Он прерывисто выдохнул, а потом обрушился на меня всей своей мощью, сметая и сминая, ломая как тонкую веточку. Мои удары и сопротивление, похоже, только еще больше заводили его, превращая в обезумевшее животное — алчное и ненасытное, готовое разодрать меня и сожрать целиком. Куда делся тот человек, от прикосновений которого я таяла, как снег на солнце, горела огнем, целовал так, что забывала, кто я? Он исчез, вместо него пришел зверь — жестокий и дикий, лур, получивший, наконец, свою сарну. И он не собирался останавливаться. Волна протеста, растущая в моей душе, полилась через край, меня разрывало от обиды и злости, и внезапно я поняла, что не хочу так. Не хочу, чтобы этот мужчина взял меня, как трофей на поле брани. Он отнял у меня все, что я любила: дом, семью, свободу. Лишил меня права выбора, но не может отнять у меня единственного, что у меня осталось — права быть женщиной, такой, какой меня сотворил создатель. Я не заслуживаю того, чтобы меня насиловали. Могу я хотя бы в первый раз получить удовольствие от близости с мужчиной? И кто посмеет меня за это судить?

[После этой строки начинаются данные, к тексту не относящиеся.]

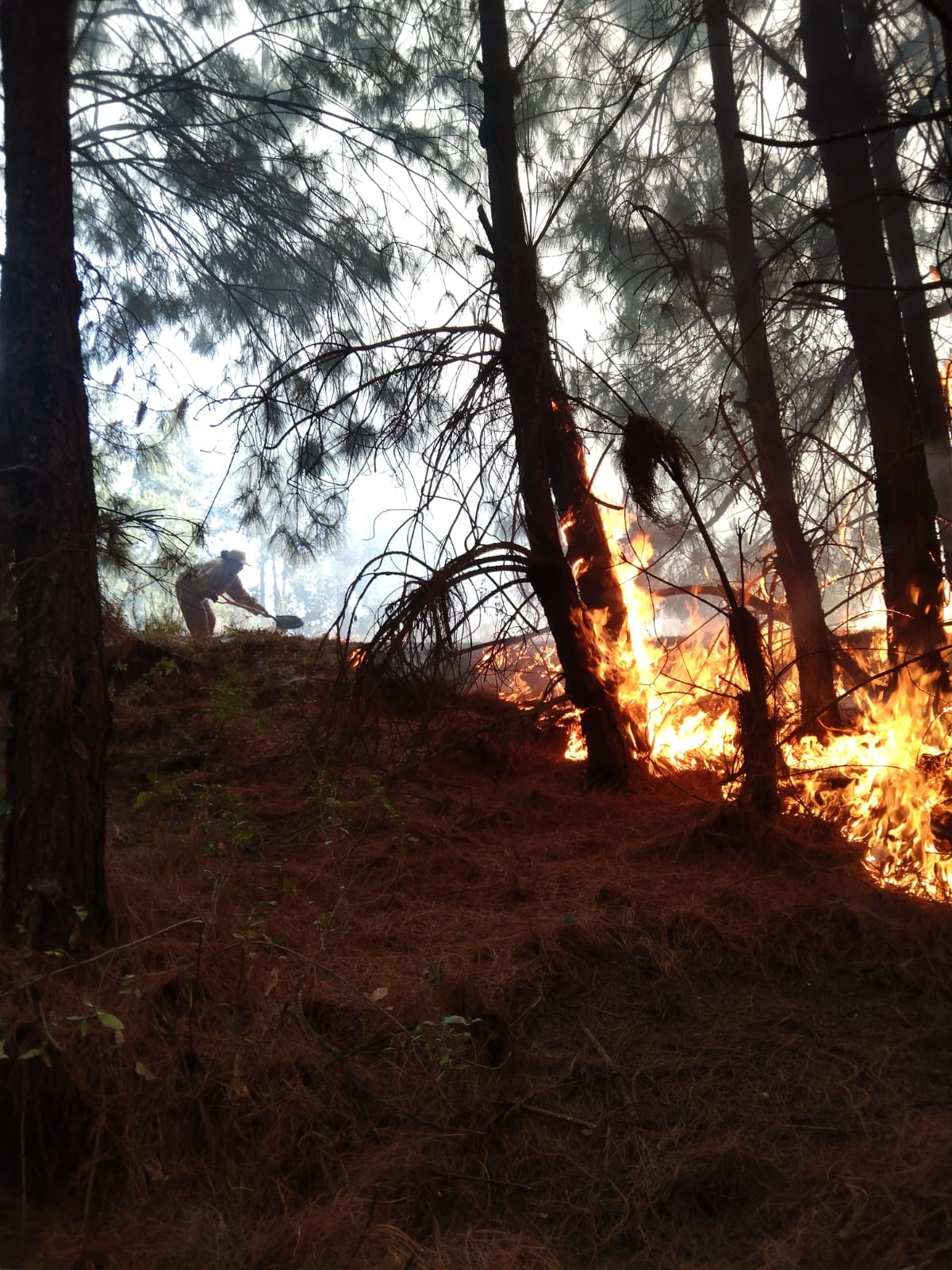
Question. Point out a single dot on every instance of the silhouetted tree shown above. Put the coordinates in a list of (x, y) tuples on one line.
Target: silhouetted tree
[(55, 836)]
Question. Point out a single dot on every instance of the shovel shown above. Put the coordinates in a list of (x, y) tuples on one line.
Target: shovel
[(283, 622)]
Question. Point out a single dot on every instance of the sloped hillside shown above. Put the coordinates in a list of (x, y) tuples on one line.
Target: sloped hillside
[(390, 990)]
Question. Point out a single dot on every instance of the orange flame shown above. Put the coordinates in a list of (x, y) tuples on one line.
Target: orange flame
[(886, 784)]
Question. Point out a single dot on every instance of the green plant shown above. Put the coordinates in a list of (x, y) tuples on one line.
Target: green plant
[(95, 1015), (164, 667), (230, 698), (222, 822), (442, 1041)]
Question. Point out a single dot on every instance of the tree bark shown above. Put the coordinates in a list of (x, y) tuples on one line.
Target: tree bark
[(905, 501), (54, 845), (913, 306), (550, 456), (795, 562)]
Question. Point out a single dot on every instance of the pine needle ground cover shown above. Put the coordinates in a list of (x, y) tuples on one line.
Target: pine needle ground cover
[(390, 990)]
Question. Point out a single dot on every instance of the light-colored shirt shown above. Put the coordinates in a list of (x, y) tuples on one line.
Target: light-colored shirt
[(216, 578)]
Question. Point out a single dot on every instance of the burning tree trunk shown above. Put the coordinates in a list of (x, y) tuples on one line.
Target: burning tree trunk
[(54, 846), (795, 562), (905, 501), (913, 308), (647, 444), (549, 450)]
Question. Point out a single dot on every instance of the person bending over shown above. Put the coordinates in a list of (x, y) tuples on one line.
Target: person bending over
[(202, 583)]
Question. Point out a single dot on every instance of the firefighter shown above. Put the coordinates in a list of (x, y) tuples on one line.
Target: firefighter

Я закрываю глаза, глубоко вдыхаю воздух, удивляясь сама себе, насколько спокойной становлюсь в это мгновенье. В какой-то момент Ярл понимает, что я перестаю сопротивляться, его движения становятся медленными, не такими резкими, и я осторожно кладу руки ему на плечи и затылок, неспешно поглаживая.